Run multimodal computer and browser operator workflows with UI-TARS Desktop

Use UI-TARS Desktop when an operator needs a local or remote GUI agent to drive desktop, browser, and computer-use tasks with multimodal model support.

Browser AutomationMulti-Framework
Browser Automation Multi-Framework Security Reviewed
⭐ 36.3k GitHub stars
INSTALL WITH ANY AGENT
npx skills add agentskillexchange/skills --skill run-multimodal-computer-and-browser-operator-workflows-with-ui-tars-desktop Copy
Works best when you want a reusable capability, not another fragile one-off prompt.
At a glance
Tools required
UI-TARS Desktop or Agent TARS, supported multimodal model credentials or local model setup, browser or desktop environment, optional MCP tools
Install & setup
Follow the Agent TARS and UI-TARS Desktop quick-start documentation to install the desktop/operator stack, configure either a local or remote operator, connect the intended multimodal model provider, and test with a supervised browser or desktop task before allowing broader automation.
Author
ByteDance
Publisher
Organization
Last updated
Jun 12, 2026
Quick brief

Use UI-TARS Desktop when an agent needs to operate graphical applications, browsers, or a remote computer through a bounded computer-use workflow. The operator configures the local or remote UI-TARS/Agent TARS environment, connects the chosen multimodal model and MCP tools, and lets the agent observe screens, plan steps, and execute GUI/browser actions under supervision. Invoke this instead of using a product normally when the task requires repeatable computer-use automation, browser/desktop operation, or evaluation of GUI-agent behavior across local and remote operator modes. The scope boundary is the UI-TARS Desktop and Agent TARS operator stack for multimodal GUI/browser automation, not a generic model framework or desktop app listing.

How it works

What this skill actually does

Inputs and prerequisites: UI-TARS Desktop or Agent TARS, supported multimodal model credentials or local model setup, browser or desktop environment, optional MCP tools.

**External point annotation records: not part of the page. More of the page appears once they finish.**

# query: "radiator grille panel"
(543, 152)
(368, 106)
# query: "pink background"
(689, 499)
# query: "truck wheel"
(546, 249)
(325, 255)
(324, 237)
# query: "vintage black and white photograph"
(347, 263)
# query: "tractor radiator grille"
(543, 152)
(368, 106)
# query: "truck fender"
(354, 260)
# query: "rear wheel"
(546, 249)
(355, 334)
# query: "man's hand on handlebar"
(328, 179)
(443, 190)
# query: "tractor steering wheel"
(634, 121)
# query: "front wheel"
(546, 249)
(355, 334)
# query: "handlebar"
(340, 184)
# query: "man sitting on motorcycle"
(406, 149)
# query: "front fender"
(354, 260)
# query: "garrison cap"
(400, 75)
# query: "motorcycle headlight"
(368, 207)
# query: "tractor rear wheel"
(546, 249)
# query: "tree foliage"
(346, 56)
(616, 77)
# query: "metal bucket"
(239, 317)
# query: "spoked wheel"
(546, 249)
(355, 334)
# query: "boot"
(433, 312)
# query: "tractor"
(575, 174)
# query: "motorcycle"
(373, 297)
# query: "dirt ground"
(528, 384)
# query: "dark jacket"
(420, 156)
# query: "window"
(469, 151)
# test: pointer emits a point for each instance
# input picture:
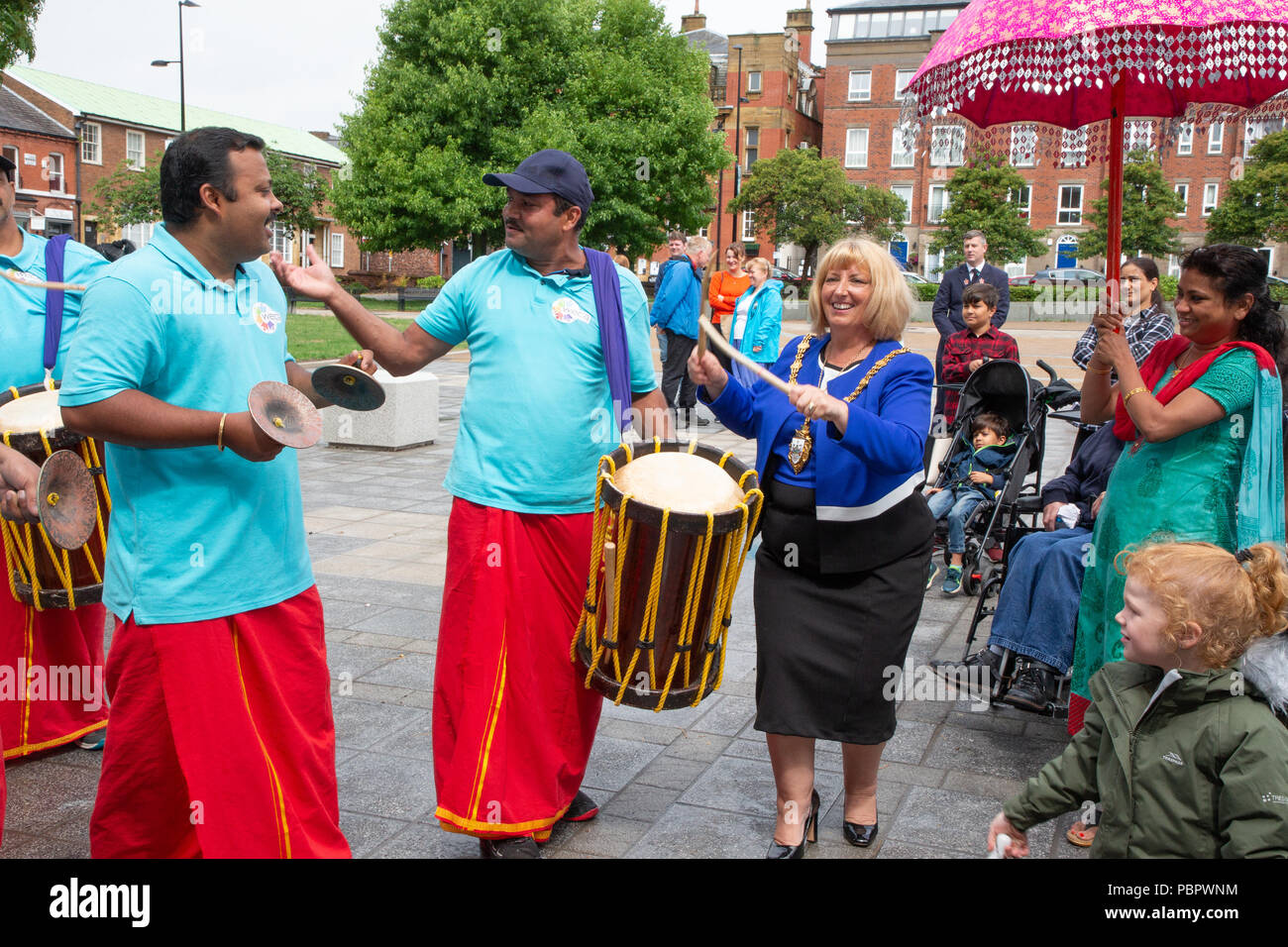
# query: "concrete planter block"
(407, 419)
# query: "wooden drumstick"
(610, 591)
(722, 344)
(29, 279)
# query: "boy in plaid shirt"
(978, 343)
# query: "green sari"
(1173, 491)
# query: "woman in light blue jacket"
(758, 320)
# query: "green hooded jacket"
(1184, 766)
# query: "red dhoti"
(513, 724)
(51, 676)
(223, 742)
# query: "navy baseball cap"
(549, 171)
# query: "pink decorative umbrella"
(1074, 63)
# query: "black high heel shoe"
(859, 834)
(810, 835)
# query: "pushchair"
(1004, 386)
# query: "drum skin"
(27, 441)
(686, 541)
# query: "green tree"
(983, 195)
(1254, 208)
(128, 197)
(464, 89)
(17, 26)
(802, 197)
(1149, 202)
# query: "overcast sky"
(291, 62)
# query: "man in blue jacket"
(947, 309)
(675, 313)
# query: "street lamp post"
(162, 63)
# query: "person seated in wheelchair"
(974, 474)
(1037, 608)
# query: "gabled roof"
(20, 115)
(136, 108)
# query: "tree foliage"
(464, 89)
(1149, 202)
(128, 197)
(1254, 208)
(17, 30)
(983, 196)
(800, 197)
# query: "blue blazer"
(764, 322)
(877, 463)
(678, 300)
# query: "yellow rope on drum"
(649, 630)
(697, 573)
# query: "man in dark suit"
(947, 311)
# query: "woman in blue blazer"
(846, 535)
(758, 320)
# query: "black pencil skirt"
(828, 643)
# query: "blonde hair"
(890, 303)
(1234, 602)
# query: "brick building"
(115, 125)
(875, 48)
(42, 147)
(782, 91)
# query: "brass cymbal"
(284, 414)
(348, 386)
(67, 502)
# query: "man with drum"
(513, 723)
(54, 641)
(223, 742)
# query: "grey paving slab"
(377, 784)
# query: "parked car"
(1060, 275)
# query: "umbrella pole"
(1115, 237)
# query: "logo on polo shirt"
(567, 311)
(266, 317)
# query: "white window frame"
(91, 144)
(1073, 147)
(55, 158)
(1216, 138)
(1068, 215)
(902, 155)
(1028, 204)
(947, 146)
(861, 85)
(901, 81)
(944, 200)
(1024, 146)
(853, 157)
(897, 191)
(1211, 197)
(142, 150)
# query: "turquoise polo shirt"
(22, 309)
(537, 412)
(196, 532)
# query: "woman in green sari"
(1202, 419)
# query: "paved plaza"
(674, 785)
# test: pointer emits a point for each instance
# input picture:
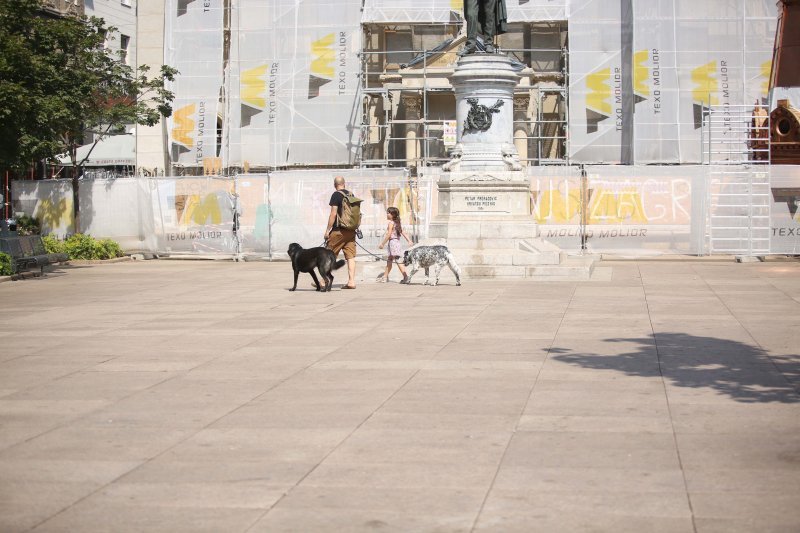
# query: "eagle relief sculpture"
(479, 117)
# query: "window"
(124, 43)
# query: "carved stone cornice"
(412, 103)
(522, 102)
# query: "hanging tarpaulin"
(194, 30)
(257, 74)
(760, 25)
(537, 10)
(596, 94)
(644, 103)
(324, 106)
(419, 11)
(709, 44)
(293, 83)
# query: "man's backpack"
(349, 216)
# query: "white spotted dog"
(431, 256)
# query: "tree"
(58, 80)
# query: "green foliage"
(80, 246)
(6, 267)
(111, 248)
(53, 245)
(57, 79)
(27, 225)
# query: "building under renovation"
(269, 84)
(657, 127)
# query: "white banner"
(421, 11)
(194, 32)
(655, 83)
(595, 90)
(294, 83)
(686, 56)
(537, 10)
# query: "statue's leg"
(489, 23)
(471, 10)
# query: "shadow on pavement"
(744, 372)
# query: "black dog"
(307, 260)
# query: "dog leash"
(378, 257)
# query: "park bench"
(28, 252)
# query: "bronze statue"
(487, 17)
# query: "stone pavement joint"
(204, 396)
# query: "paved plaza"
(661, 396)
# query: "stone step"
(573, 268)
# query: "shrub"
(53, 245)
(27, 225)
(6, 267)
(111, 248)
(80, 246)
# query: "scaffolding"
(736, 145)
(408, 104)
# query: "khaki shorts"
(343, 239)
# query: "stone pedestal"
(484, 196)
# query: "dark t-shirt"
(336, 200)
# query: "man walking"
(339, 238)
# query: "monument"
(485, 206)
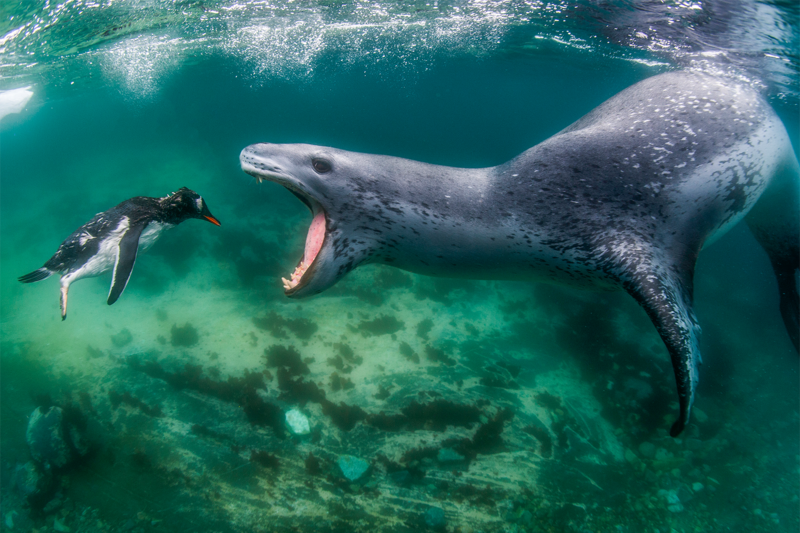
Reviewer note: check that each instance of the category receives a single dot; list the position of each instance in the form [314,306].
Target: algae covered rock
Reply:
[352,467]
[53,440]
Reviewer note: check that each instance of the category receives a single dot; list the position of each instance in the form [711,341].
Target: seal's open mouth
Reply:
[315,238]
[314,242]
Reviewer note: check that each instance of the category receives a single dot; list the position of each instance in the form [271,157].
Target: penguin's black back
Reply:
[77,249]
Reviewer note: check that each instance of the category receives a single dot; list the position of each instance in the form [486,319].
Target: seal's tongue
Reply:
[314,240]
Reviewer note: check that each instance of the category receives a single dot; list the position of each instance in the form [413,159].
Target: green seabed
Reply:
[509,406]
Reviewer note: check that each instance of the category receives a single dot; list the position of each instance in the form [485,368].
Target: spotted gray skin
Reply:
[626,197]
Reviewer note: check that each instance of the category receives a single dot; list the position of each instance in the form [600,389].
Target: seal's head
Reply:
[318,176]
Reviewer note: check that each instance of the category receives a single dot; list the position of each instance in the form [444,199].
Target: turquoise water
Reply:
[558,400]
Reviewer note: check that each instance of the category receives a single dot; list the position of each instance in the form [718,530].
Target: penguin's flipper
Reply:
[36,275]
[663,284]
[126,257]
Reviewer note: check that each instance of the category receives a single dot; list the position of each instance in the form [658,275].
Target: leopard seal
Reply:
[626,198]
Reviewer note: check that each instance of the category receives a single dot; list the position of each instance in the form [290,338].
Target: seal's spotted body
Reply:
[624,198]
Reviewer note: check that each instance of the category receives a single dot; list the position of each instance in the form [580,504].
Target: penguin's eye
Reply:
[321,166]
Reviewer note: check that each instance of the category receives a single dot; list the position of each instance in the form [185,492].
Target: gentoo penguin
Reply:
[113,238]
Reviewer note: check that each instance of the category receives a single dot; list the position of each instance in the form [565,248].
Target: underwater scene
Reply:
[206,400]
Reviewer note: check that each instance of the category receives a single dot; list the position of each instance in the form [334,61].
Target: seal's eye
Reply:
[321,166]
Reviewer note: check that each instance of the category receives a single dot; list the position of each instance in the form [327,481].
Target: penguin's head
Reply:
[185,204]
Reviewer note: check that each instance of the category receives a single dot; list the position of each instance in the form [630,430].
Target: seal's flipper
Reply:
[790,302]
[666,296]
[126,257]
[36,275]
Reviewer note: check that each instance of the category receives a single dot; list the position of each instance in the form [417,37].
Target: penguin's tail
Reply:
[36,275]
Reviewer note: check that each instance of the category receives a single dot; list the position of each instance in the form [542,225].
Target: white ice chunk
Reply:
[14,100]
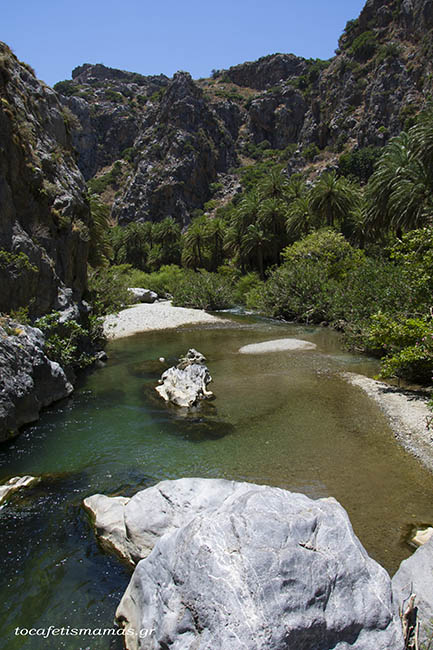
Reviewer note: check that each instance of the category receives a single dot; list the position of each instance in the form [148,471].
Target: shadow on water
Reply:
[196,424]
[49,540]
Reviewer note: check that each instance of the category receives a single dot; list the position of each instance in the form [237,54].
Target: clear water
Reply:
[285,419]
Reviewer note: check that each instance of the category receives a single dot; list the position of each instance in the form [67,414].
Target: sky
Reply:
[163,36]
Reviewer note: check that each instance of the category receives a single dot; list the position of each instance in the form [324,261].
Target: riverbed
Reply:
[287,419]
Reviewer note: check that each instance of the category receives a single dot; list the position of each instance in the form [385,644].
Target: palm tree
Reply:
[135,247]
[332,198]
[256,241]
[400,189]
[300,219]
[248,209]
[194,243]
[100,247]
[272,217]
[216,230]
[234,242]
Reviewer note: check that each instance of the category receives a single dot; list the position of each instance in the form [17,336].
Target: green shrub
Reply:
[108,289]
[163,282]
[407,345]
[364,46]
[203,290]
[327,247]
[245,286]
[359,163]
[64,342]
[16,263]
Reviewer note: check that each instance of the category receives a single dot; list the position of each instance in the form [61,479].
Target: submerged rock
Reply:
[143,295]
[15,484]
[415,576]
[235,565]
[186,383]
[278,345]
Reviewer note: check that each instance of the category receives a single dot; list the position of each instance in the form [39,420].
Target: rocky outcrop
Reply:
[183,145]
[415,576]
[44,216]
[29,380]
[15,484]
[267,71]
[186,383]
[178,137]
[236,565]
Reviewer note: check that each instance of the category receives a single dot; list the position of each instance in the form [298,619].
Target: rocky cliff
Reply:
[173,138]
[44,216]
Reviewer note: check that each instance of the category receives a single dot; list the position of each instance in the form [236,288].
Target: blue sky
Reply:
[151,36]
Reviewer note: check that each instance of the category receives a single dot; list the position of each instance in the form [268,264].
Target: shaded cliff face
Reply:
[176,137]
[44,216]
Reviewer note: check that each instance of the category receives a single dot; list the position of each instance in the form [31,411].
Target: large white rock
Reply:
[239,566]
[278,345]
[15,484]
[415,576]
[143,295]
[186,384]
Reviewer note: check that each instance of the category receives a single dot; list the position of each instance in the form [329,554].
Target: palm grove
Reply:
[352,248]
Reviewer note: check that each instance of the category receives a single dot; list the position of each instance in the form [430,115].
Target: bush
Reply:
[326,247]
[407,345]
[245,286]
[364,46]
[203,290]
[65,341]
[108,289]
[163,282]
[360,163]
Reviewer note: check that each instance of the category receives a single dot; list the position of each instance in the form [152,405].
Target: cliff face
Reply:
[176,137]
[44,216]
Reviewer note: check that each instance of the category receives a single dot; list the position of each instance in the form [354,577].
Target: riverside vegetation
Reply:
[298,188]
[358,257]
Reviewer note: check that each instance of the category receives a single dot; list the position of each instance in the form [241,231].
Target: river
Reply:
[285,419]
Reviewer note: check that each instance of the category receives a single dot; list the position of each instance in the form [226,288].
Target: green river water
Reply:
[285,419]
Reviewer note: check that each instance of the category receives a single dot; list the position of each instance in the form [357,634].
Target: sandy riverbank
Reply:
[407,412]
[156,316]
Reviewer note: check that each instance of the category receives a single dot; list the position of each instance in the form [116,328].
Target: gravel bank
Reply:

Setup notes: Follow the Agent TARS and UI-TARS Desktop quick-start documentation to install the desktop/operator stack, configure either a local or remote operator, connect the intended multimodal model provider, and test with a supervised browser or desktop task before allowing broader automation.

Source and verification boundary: use https://agent-tars.com as the canonical reference before running the workflow; keep commands, API calls, CLI usage, and generated outputs reviewable against that upstream source.

Framework fit: publish this as a Multi-Framework workflow only when the operator can invoke the documented toolchain directly, rather than treating the upstream project as a generic product listing.